How This Began…

Today I ran across the article written by Andrea Grimes for the Dallas Observer in November, 2010.  This was a few months after Lisa went missing and the in-depth article grabbed the interest of CBS 48 Hrs.   This article gives a detailed account of much that went on in the beginning of the investigation and we will be eternally grateful to Ms Grimes and to the Dallas Observer for helping us bring Lisa’s case to the public.

http://www.dallasobserver.com/news/lisa-stone-turned-to-facebook-to-reunite-with-her-high-school-girlfriends-they-turned-to-facebook-to-solve-the-mystery-of-her-disappearance-6419928

Impossible to Forget

I haven’t blogged about Lisa or the case in a while, but today my thoughts keep returning to Lisa.  Lately I feel very discouraged about the case, about getting older, about time passing me by, about life in general.  I wish Lisa was here to have a heart-to-heart.  Lisa was a wonderful listener, attentive, thoughtful, caring, empathetic.  She loved when people opened up to her and I still miss our talks and shared laughs.

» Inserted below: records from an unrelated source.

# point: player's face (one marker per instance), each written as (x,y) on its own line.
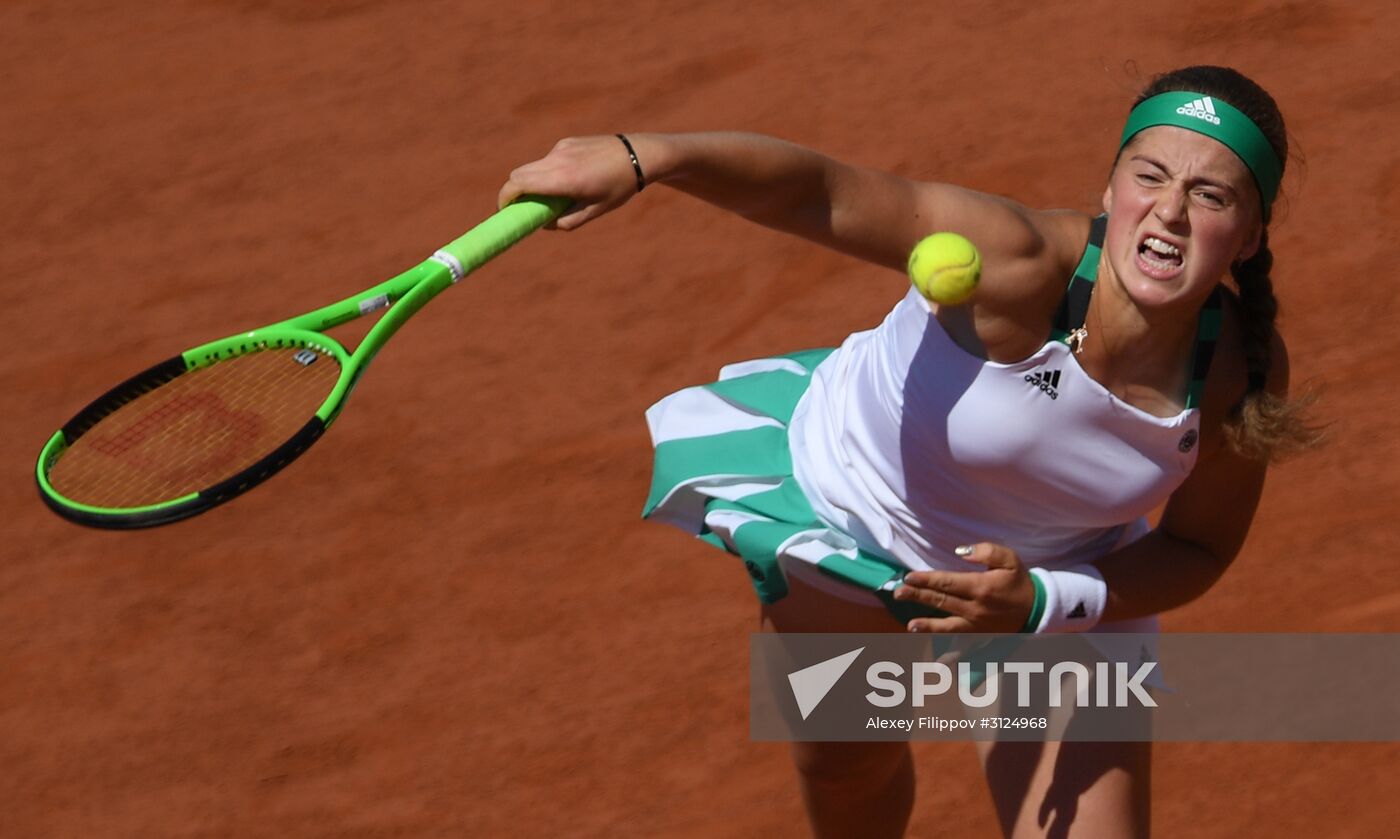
(1182,207)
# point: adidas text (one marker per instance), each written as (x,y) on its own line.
(1046,381)
(1203,108)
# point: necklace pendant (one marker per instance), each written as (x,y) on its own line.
(1075,339)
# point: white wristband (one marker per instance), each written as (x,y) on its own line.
(1074,598)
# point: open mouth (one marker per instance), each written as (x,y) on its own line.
(1159,259)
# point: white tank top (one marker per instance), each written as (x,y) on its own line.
(913,446)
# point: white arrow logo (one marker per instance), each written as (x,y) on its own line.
(812,684)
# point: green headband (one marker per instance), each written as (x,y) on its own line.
(1218,121)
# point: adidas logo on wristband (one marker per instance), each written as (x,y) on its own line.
(1203,108)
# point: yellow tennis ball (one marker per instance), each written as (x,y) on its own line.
(945,268)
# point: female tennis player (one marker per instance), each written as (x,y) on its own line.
(989,465)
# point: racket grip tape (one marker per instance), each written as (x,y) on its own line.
(508,226)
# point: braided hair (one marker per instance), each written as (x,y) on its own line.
(1262,425)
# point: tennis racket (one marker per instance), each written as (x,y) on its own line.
(212,423)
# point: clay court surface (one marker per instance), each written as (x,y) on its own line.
(448,619)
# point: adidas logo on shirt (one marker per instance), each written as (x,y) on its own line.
(1203,108)
(1046,381)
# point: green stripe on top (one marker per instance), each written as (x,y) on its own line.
(752,451)
(772,394)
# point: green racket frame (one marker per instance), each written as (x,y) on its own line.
(403,296)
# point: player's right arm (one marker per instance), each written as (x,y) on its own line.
(870,215)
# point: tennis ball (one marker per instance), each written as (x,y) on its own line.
(945,268)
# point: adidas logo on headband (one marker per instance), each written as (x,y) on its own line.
(1203,108)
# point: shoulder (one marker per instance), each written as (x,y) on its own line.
(1024,280)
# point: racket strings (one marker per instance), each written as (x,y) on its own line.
(195,430)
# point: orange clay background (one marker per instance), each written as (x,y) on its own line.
(448,619)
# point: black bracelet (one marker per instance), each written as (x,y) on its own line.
(636,164)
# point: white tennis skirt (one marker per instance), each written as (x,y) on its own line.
(723,472)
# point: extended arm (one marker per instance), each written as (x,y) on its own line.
(856,210)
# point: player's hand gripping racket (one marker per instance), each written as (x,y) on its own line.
(217,420)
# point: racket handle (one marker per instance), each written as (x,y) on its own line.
(508,226)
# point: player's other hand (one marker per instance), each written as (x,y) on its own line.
(594,171)
(996,600)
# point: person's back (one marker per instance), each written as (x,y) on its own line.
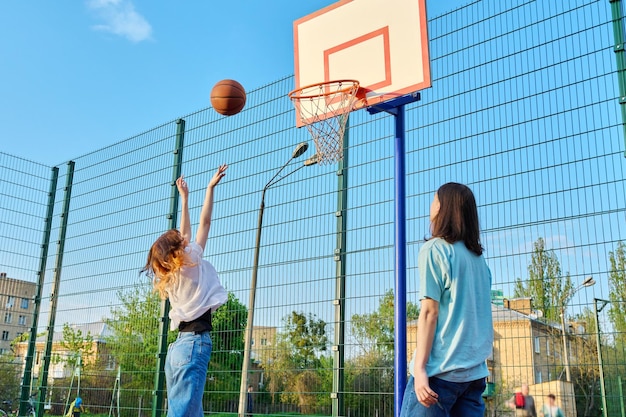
(465,338)
(455,331)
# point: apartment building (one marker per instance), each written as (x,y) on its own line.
(16,309)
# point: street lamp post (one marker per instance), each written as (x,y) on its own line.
(243,397)
(588,282)
(602,387)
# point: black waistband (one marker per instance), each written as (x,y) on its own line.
(199,325)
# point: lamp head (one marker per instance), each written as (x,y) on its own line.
(588,282)
(312,160)
(300,149)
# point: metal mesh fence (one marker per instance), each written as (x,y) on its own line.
(524,108)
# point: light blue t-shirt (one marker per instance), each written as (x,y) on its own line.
(460,281)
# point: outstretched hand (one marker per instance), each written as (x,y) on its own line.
(181,184)
(219,174)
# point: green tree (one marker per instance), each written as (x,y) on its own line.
(370,375)
(229,323)
(546,285)
(297,370)
(375,331)
(78,347)
(617,292)
(133,343)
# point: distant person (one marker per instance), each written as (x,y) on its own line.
(550,409)
(523,403)
(250,401)
(191,284)
(454,333)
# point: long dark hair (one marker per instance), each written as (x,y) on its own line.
(457,219)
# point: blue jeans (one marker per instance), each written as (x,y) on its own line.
(186,366)
(457,399)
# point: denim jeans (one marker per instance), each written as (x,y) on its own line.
(456,399)
(186,366)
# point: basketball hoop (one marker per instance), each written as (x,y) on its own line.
(324,108)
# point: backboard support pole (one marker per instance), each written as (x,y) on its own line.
(397,108)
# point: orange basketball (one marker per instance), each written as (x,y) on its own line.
(228,97)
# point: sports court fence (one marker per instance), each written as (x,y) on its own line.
(526,107)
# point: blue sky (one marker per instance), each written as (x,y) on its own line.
(77,76)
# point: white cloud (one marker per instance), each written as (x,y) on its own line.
(120,18)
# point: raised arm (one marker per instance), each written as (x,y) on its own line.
(207,207)
(183,190)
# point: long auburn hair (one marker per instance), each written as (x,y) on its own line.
(166,257)
(457,219)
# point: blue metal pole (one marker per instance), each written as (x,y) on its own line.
(400,235)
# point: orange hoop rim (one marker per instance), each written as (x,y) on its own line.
(297,93)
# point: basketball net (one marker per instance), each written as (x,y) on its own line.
(324,109)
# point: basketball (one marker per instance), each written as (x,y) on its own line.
(228,97)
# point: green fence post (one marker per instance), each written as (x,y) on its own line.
(54,296)
(337,394)
(618,36)
(30,353)
(158,394)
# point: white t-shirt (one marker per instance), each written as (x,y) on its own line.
(197,289)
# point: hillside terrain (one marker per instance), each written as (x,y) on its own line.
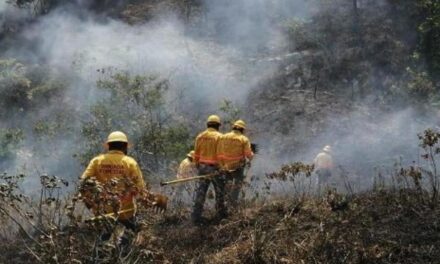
(361,76)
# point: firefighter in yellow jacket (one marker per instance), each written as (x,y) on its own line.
(119,179)
(205,157)
(234,151)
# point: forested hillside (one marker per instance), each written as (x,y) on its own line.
(362,76)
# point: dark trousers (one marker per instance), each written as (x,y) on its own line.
(202,187)
(234,183)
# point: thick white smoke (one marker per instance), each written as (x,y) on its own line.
(206,67)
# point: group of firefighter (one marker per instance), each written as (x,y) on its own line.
(217,159)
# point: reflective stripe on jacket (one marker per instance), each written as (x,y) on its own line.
(205,150)
(121,175)
(186,169)
(233,149)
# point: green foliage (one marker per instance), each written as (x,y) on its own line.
(429,30)
(9,139)
(26,87)
(137,106)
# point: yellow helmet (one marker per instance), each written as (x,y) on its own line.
(117,136)
(191,154)
(240,124)
(214,119)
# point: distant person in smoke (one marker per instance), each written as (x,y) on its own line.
(234,153)
(324,166)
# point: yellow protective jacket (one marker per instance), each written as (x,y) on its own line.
(323,161)
(121,177)
(186,169)
(206,147)
(233,149)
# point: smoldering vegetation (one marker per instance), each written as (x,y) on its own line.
(303,74)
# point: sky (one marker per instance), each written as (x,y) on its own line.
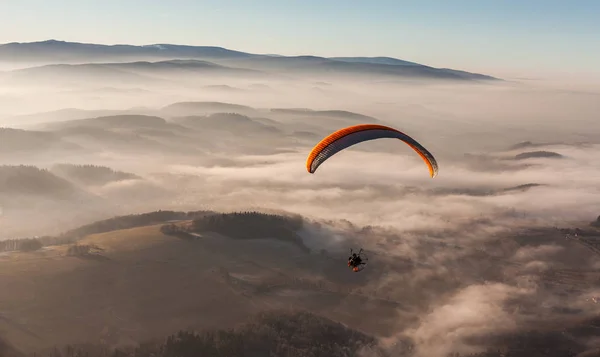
(509,36)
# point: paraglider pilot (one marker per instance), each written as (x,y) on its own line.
(354,261)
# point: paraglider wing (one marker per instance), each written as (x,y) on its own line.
(355,134)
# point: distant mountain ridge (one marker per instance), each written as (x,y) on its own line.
(182,56)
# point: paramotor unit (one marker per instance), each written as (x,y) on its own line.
(357,262)
(352,135)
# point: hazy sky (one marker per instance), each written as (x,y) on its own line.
(486,35)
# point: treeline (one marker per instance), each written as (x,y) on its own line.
(299,334)
(251,225)
(103,226)
(92,174)
(132,221)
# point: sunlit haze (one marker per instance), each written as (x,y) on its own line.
(199,189)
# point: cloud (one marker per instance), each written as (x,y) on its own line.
(475,311)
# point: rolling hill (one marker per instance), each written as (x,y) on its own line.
(91,60)
(129,279)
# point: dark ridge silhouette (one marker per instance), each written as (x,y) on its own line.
(342,114)
(64,51)
(130,221)
(313,65)
(91,174)
(538,154)
(376,60)
(23,245)
(485,191)
(252,225)
(141,70)
(521,188)
(69,52)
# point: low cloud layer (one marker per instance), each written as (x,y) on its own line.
(451,249)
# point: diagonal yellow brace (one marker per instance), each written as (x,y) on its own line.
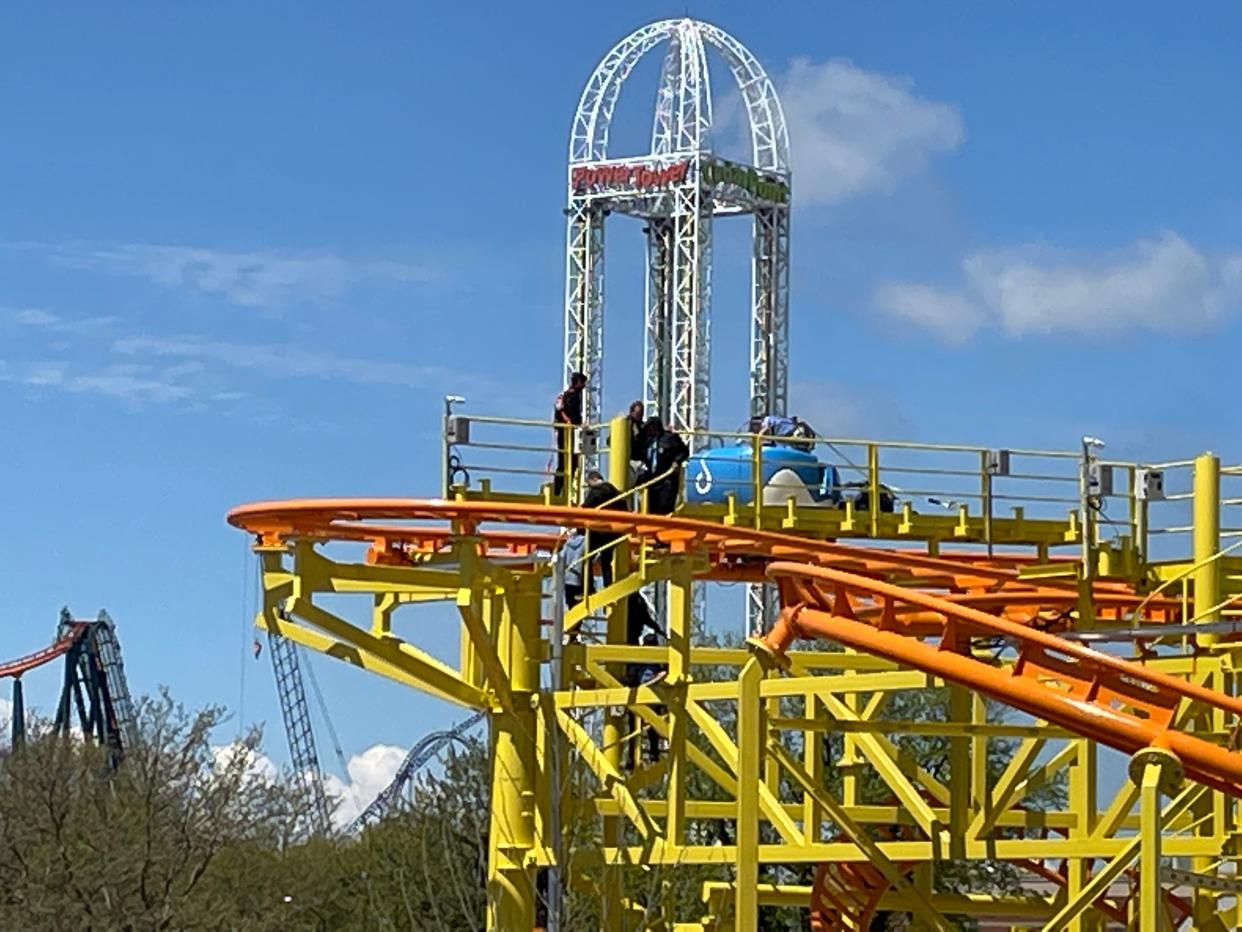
(1118,809)
(1103,879)
(425,671)
(467,605)
(1006,785)
(593,603)
(694,754)
(612,782)
(855,831)
(883,756)
(1017,789)
(400,670)
(723,746)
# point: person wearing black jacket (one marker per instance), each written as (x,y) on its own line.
(666,452)
(601,493)
(566,415)
(637,439)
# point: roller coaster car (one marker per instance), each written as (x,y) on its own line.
(789,469)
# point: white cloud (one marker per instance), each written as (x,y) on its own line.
(257,763)
(857,132)
(41,319)
(369,773)
(282,360)
(245,278)
(950,316)
(837,410)
(1161,285)
(137,384)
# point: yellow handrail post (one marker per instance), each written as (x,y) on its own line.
(1207,599)
(614,721)
(511,877)
(1207,538)
(873,487)
(756,479)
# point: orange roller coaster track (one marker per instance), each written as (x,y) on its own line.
(944,614)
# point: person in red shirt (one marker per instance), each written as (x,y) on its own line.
(566,415)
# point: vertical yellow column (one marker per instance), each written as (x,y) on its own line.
(1212,810)
(1150,892)
(960,772)
(614,720)
(1083,802)
(749,753)
(1207,538)
(511,882)
(979,789)
(681,613)
(1154,772)
(812,759)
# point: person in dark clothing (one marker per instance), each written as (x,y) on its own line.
(566,415)
(639,619)
(574,549)
(601,493)
(637,438)
(666,452)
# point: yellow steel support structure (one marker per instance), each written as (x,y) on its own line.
(791,758)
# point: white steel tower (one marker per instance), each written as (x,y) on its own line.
(677,189)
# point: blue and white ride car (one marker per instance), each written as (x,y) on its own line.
(788,470)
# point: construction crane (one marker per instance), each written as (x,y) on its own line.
(427,748)
(296,712)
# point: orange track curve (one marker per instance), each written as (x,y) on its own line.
(58,648)
(856,595)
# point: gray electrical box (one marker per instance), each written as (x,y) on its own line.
(1149,485)
(588,441)
(1099,480)
(457,429)
(997,462)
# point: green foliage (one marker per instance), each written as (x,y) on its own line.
(185,836)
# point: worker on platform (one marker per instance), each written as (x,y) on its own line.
(639,619)
(573,552)
(566,416)
(601,493)
(637,424)
(666,452)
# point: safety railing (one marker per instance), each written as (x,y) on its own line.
(1173,515)
(1073,500)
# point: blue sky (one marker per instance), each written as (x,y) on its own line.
(245,250)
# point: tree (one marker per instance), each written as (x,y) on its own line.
(90,846)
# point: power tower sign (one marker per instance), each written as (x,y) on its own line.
(678,189)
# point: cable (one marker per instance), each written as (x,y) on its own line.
(327,718)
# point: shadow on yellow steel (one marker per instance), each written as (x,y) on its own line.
(1096,861)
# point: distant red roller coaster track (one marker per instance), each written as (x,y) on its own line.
(57,649)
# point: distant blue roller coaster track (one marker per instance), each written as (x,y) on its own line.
(420,754)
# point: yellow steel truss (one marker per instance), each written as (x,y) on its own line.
(756,737)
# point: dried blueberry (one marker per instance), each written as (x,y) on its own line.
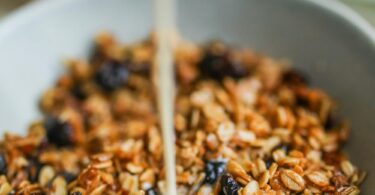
(69,177)
(111,75)
(78,92)
(3,164)
(213,170)
(218,64)
(58,132)
(152,191)
(33,169)
(229,186)
(76,193)
(269,162)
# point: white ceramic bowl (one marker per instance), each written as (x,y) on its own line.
(323,38)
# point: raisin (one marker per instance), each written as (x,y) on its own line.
(213,170)
(69,177)
(229,186)
(59,132)
(33,169)
(3,164)
(269,162)
(218,64)
(111,75)
(78,92)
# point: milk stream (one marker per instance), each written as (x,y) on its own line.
(164,75)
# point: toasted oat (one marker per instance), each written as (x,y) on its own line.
(264,128)
(292,180)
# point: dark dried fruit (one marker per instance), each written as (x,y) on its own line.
(78,92)
(294,77)
(33,169)
(269,162)
(59,132)
(217,64)
(213,170)
(152,191)
(111,75)
(69,177)
(229,186)
(3,164)
(75,193)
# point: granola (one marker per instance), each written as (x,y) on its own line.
(244,124)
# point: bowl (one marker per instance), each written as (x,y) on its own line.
(325,39)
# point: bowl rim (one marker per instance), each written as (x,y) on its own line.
(31,10)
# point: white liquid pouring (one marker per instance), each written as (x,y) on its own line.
(164,75)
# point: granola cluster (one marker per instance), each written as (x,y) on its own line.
(244,124)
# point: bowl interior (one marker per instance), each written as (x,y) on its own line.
(336,54)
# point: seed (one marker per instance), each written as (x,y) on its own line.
(111,75)
(213,170)
(318,178)
(59,132)
(292,180)
(228,185)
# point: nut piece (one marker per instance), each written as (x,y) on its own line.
(59,186)
(292,180)
(318,178)
(238,172)
(225,131)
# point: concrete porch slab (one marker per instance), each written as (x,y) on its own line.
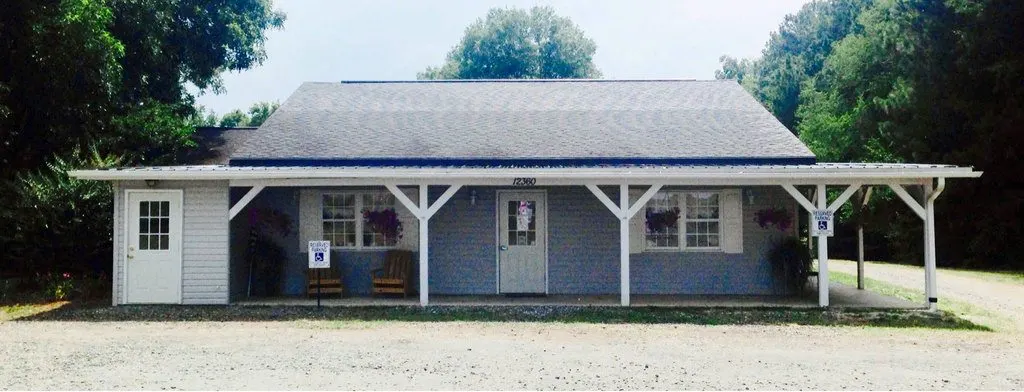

Lisa would be 57 now, and as I am nearing that milestone…and dreading it..I think of her and wonder what she would say about this mid-life funk I’m going through.  She always seemed to find humor in life and I can just hear her deep chuckle as she would surely scold me for my pity party.   I wish for one more talk with Lisa…one more day to ponder life’s oddities.  I wish I could see her once again and tell her how much her friendship meant to me.

In June, it will be 6 years since Lisa went missing.  So much has happened in that passage of time, so much I would like to discuss with her.  What would she look like today?  Would she have changed much?  Would she have found some way out of her troubling situation?  I wonder many things, but the one thing I know is that Lisa would still be the same girl I went to school with.  She would still find joy in the little things, like reminiscing with her high school friends and sharing “privileged information” as she liked to call our gossip sessions.  Lisa would still have that wonderful ability to make a friend of each person she met.

No matter how things change or how much time passes, Lisa remains that person impossible to forget.  I haven’t forgotten you, Lisa…and I hope and pray that the person who took you from us is never able to forget.  I fear that justice may elude us and the person responsible will remain free, but I pray that person is never free from his conscience and thoughts of Lisa.